Румберг не сводил с нее глаз. Возможно ли, чтобы эта, когда-то веселая простушка, могла говорить столь верно и безжалостно? Она растила сына, его сына, с полупрезрительным отношением к отцу. Тогда почему же Мери, увидев Швайковского, вцепилась в него, словно клещ?

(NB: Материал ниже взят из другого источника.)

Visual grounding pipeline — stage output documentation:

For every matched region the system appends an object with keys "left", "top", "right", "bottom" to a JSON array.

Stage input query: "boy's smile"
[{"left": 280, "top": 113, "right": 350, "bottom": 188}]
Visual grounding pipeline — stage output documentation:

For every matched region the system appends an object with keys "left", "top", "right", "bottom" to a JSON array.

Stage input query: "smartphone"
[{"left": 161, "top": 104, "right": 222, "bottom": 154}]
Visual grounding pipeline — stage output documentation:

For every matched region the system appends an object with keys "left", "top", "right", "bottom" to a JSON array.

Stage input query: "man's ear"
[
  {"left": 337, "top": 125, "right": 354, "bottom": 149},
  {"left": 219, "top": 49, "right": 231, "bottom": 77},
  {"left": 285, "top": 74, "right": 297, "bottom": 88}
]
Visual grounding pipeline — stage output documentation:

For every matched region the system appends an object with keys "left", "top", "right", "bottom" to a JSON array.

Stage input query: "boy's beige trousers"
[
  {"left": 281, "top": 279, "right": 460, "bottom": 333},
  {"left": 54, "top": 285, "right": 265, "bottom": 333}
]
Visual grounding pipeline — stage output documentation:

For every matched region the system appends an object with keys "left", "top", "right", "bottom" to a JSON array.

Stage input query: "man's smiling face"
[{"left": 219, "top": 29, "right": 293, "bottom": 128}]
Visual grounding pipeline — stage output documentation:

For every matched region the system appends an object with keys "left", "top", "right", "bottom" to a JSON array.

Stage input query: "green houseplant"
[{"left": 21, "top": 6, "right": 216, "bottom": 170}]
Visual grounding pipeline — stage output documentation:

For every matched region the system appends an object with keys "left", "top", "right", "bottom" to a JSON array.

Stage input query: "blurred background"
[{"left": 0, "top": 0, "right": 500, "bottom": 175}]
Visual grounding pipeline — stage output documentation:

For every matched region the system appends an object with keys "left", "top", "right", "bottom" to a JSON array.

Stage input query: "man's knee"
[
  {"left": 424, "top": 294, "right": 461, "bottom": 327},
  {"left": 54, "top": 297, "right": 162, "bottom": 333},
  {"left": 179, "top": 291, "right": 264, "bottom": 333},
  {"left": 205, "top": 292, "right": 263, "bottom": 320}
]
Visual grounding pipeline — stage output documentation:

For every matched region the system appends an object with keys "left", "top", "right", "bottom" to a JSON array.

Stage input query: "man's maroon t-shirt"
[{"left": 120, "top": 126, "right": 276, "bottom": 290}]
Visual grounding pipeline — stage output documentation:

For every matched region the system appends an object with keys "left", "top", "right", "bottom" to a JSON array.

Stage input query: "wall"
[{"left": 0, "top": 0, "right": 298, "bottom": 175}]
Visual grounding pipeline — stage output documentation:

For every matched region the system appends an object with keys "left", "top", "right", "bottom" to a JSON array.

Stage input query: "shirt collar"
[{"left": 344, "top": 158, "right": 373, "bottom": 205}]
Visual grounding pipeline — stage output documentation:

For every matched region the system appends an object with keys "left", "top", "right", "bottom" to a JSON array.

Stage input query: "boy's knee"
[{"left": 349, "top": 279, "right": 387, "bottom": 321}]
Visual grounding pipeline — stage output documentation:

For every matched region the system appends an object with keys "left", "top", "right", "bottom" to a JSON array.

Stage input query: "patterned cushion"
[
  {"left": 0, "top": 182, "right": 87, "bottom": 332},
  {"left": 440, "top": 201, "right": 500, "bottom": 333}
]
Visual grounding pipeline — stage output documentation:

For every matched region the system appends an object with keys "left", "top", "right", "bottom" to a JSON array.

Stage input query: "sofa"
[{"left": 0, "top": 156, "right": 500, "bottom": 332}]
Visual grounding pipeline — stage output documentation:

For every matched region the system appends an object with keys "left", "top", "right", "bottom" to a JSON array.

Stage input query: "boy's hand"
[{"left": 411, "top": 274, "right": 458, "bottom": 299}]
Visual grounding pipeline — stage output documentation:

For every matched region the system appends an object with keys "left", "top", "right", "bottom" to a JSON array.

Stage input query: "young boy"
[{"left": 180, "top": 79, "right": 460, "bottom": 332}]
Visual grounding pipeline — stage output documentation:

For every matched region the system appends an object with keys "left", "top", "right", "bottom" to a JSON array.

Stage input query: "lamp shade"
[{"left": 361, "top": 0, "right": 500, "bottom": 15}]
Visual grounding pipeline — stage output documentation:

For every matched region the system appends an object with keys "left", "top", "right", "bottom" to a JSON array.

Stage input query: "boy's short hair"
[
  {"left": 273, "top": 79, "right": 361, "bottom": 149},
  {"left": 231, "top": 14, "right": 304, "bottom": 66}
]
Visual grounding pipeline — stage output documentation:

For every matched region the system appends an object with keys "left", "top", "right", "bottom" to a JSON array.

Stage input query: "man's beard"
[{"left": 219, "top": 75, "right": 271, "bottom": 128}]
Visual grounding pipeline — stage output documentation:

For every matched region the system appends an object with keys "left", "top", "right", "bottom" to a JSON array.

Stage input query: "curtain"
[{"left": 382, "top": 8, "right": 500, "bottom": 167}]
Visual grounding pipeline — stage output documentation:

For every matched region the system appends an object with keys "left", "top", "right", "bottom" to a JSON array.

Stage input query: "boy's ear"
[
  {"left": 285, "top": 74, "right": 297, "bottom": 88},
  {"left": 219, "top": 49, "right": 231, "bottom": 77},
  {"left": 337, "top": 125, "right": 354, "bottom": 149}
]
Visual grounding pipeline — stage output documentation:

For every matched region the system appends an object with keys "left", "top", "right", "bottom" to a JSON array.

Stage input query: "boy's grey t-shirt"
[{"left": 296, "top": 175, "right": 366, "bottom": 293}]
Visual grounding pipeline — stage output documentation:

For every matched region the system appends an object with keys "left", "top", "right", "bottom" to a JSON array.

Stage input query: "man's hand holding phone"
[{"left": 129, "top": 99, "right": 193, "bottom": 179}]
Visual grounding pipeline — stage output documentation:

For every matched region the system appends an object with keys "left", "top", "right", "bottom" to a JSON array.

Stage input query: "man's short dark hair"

— Мужчины-отцы бывают разные, — продолжала она. — Те, которых ты несмотря ни на что любила и продолжаешь любить. И другие — проходные фигуры, заделавшие ребенка, чтобы потом быстро смыться. В конце концов, мне все равно, каковы они, эти мужики. Но… до чего судьба жестока! За что наказала именно меня, отняв любимого ребенка? В чем я провинилась перед Богом, чтобы он так хладнокровно убил моего мальчика, лишил его жизни, как никчемное существо?! Или жизнь наша вообще дело пропащее? Тогда к чему постоянно врать, что вы боретесь с этим злом, косящим ваших же детей? Зачем одной рукой подписывать хорошие законы, а другой — их же нарушать? Зачем служить бесконечные молебны по усопшим, если вы не в состоянии спасти и защитить беззащитных? Вы — сытые безмозглые животные! А, может, просто больные люди, достойные жалости и сострадания. Деньги затмевают вам разум, делают слепыми и глухими. Уродливые души в красивой оболочке…
Мери вдруг вспомнила:
— Как там Полина? Почему не звонит?
— Она… обязательно позвонит, — сказал Румберг. — Много всяких дел.
— Какие могут быть у нее дела! — недовольно воскликнула Мери. — Накупить дорогого барахла да потрахаться с твоими охранниками?
— Зачем ты так?
— А тебе, видать, все безразлично. Ты делаешь деньги, потеряв интерес к тому, что тебя окружает. Вообще… очень странно, что ты еще что-то пишешь. Мне Полина говорила. О чем ты можешь написать, какую правду рассказать? И кому? Таким же, как ты сам?